AI Book - Master Artificial Intelligence by Building from Scratch

Learning Objectives

By the end of this section, you will:

Understand AMNL's memory footprint of under 500 MB
Analyze memory allocation across model components
Calculate memory scaling with batch size
Learn memory optimization techniques for constrained environments
Evaluate deployment options based on available memory

Core Insight: AMNL requires less than 500 MB of GPU memory for inference, enabling deployment on entry-level GPUs, edge devices, and even CPU-only systems. This low memory footprint makes predictive maintenance accessible to facilities without expensive hardware infrastructure.

Memory Footprint Analysis

GPU memory usage is a critical constraint for industrial deployment, where dedicated AI hardware may not be available.

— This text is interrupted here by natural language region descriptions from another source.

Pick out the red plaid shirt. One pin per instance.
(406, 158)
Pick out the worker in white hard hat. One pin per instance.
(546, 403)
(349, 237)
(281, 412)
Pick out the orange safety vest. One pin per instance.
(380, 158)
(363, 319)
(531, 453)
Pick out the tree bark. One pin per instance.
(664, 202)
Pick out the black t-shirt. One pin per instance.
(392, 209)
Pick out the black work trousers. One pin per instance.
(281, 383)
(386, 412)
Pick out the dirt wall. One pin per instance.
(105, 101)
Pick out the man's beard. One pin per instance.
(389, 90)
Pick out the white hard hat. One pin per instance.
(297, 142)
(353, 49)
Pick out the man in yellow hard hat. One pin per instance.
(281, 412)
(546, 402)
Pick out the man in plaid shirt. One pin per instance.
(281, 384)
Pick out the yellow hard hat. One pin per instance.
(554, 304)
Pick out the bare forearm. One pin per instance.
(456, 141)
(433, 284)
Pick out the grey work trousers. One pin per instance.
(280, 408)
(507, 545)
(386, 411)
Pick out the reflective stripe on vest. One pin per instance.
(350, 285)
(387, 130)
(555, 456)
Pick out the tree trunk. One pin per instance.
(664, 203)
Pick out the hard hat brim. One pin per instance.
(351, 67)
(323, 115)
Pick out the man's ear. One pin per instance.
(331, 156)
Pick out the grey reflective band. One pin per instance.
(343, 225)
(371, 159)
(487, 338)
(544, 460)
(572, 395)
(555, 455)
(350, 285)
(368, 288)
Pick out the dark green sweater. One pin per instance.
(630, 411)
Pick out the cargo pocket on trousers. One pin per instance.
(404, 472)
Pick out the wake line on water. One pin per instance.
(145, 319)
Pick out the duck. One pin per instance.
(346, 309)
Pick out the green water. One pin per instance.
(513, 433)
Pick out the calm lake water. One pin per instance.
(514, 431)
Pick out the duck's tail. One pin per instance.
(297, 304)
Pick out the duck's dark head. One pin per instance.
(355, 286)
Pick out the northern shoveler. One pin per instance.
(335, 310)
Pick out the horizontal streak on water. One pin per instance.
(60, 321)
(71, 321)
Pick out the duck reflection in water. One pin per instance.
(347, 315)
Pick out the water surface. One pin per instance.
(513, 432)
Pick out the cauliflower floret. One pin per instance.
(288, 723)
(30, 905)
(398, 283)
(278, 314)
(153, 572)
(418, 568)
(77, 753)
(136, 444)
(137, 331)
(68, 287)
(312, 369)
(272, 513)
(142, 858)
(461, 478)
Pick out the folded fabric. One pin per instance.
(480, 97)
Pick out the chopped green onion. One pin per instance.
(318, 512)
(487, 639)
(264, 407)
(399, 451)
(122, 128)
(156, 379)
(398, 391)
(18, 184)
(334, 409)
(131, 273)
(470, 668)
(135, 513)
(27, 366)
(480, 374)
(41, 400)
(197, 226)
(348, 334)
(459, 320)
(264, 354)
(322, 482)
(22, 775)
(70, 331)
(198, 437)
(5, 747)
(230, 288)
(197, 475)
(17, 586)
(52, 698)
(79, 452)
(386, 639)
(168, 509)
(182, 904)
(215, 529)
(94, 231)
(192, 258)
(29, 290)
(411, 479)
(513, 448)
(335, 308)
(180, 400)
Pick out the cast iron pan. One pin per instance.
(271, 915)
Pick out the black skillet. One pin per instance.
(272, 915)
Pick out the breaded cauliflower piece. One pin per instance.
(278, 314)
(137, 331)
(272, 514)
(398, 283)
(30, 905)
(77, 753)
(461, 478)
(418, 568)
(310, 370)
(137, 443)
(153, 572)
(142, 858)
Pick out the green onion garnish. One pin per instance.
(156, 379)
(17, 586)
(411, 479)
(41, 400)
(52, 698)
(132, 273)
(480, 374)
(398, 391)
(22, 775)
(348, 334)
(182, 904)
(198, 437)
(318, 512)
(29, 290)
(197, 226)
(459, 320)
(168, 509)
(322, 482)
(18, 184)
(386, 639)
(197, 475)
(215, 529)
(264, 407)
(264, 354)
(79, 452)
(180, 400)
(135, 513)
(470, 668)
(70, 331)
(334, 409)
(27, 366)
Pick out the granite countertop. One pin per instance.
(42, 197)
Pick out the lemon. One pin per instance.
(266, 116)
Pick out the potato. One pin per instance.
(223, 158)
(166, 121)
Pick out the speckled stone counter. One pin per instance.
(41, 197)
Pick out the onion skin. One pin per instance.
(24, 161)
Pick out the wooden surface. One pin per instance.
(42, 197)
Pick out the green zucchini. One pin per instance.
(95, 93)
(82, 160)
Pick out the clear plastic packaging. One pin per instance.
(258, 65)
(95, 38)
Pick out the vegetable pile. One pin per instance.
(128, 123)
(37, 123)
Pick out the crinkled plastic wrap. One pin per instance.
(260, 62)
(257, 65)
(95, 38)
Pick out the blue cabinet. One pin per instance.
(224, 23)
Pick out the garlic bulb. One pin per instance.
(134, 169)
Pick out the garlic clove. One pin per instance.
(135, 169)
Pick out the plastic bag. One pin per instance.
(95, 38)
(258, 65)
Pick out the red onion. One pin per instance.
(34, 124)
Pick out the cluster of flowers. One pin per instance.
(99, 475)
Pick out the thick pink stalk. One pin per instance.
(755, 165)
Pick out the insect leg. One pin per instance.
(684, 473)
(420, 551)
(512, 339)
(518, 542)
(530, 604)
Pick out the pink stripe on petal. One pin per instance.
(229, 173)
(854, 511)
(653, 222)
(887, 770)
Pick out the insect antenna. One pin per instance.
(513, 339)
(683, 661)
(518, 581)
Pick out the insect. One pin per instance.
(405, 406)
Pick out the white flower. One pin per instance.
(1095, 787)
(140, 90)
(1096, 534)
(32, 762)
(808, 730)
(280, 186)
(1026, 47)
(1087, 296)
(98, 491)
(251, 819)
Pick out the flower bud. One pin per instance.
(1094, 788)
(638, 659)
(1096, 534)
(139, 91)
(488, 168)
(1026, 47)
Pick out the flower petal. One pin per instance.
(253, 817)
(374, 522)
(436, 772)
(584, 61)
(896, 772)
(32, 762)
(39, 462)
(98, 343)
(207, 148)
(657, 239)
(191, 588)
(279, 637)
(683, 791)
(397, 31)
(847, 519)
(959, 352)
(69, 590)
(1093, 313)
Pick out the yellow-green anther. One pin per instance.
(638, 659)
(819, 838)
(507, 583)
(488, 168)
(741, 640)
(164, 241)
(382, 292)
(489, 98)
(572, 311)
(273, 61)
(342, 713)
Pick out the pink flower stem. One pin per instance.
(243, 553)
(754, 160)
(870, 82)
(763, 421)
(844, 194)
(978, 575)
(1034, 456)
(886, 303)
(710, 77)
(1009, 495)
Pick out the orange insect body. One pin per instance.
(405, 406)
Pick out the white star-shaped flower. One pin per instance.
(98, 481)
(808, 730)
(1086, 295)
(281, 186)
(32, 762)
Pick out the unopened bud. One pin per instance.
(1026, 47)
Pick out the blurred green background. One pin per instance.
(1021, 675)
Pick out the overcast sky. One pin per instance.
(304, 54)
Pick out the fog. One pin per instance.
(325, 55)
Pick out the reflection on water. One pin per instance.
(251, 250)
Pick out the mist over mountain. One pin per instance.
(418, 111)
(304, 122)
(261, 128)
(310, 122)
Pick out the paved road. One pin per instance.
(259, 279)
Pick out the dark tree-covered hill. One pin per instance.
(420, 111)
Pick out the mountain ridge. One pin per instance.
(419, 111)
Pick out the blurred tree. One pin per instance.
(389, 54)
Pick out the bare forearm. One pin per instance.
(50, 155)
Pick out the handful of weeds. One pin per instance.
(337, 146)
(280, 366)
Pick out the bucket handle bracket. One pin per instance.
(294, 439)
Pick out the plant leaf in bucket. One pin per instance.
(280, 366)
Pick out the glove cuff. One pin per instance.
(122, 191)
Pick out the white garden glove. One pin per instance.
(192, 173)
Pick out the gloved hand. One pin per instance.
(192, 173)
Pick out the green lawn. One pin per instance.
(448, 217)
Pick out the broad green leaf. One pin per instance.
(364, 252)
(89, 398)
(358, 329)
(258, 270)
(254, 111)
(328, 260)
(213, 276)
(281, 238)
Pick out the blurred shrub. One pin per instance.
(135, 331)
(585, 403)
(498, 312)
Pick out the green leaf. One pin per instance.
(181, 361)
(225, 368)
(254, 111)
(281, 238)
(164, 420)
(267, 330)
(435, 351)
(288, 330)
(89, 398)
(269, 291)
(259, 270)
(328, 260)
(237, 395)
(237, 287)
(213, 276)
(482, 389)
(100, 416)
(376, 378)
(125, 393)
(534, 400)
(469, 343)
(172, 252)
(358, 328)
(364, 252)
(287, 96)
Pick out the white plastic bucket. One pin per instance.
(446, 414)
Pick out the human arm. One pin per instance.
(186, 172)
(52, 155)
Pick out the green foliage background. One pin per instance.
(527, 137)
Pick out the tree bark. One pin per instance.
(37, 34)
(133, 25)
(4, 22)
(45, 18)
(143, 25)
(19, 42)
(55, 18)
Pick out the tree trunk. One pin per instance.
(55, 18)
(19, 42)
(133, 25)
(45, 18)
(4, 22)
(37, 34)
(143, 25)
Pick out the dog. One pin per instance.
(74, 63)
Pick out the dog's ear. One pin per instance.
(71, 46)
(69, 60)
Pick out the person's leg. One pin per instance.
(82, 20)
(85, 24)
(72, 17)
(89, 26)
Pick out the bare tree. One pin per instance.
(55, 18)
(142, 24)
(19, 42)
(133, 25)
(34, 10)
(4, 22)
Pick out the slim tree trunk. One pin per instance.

Inference Memory Requirements

Configuration	Memory Usage	Notes
Model weights only	~14 MB	FP32 parameters
Batch size 1	~180 MB	Minimal activations
Batch size 32	~285 MB	Typical deployment
Batch size 128	~390 MB	High throughput
Batch size 256	~480 MB	Maximum recommended

Training vs Inference

Training requires significantly more memory (2-4 GB) due to gradient storage, optimizer states, and activation checkpoints. The 500 MB figure applies to inference only.

Memory Composition

\text{Total Memory} = \text{Weights} + \text{Activations} + \text{Workspace}

Component	Size (batch=256)	Percentage
Model weights	14 MB	2.9%
Activations	420 MB	87.5%
CUDA workspace	46 MB	9.6%
Total	480 MB	100%

Activations Dominate

Unlike many deep learning models where weights dominate memory usage, AMNL's memory is primarily consumed by activations. This is due to the sequence length (50 timesteps) and multiple intermediate representations in the BiLSTM and attention layers.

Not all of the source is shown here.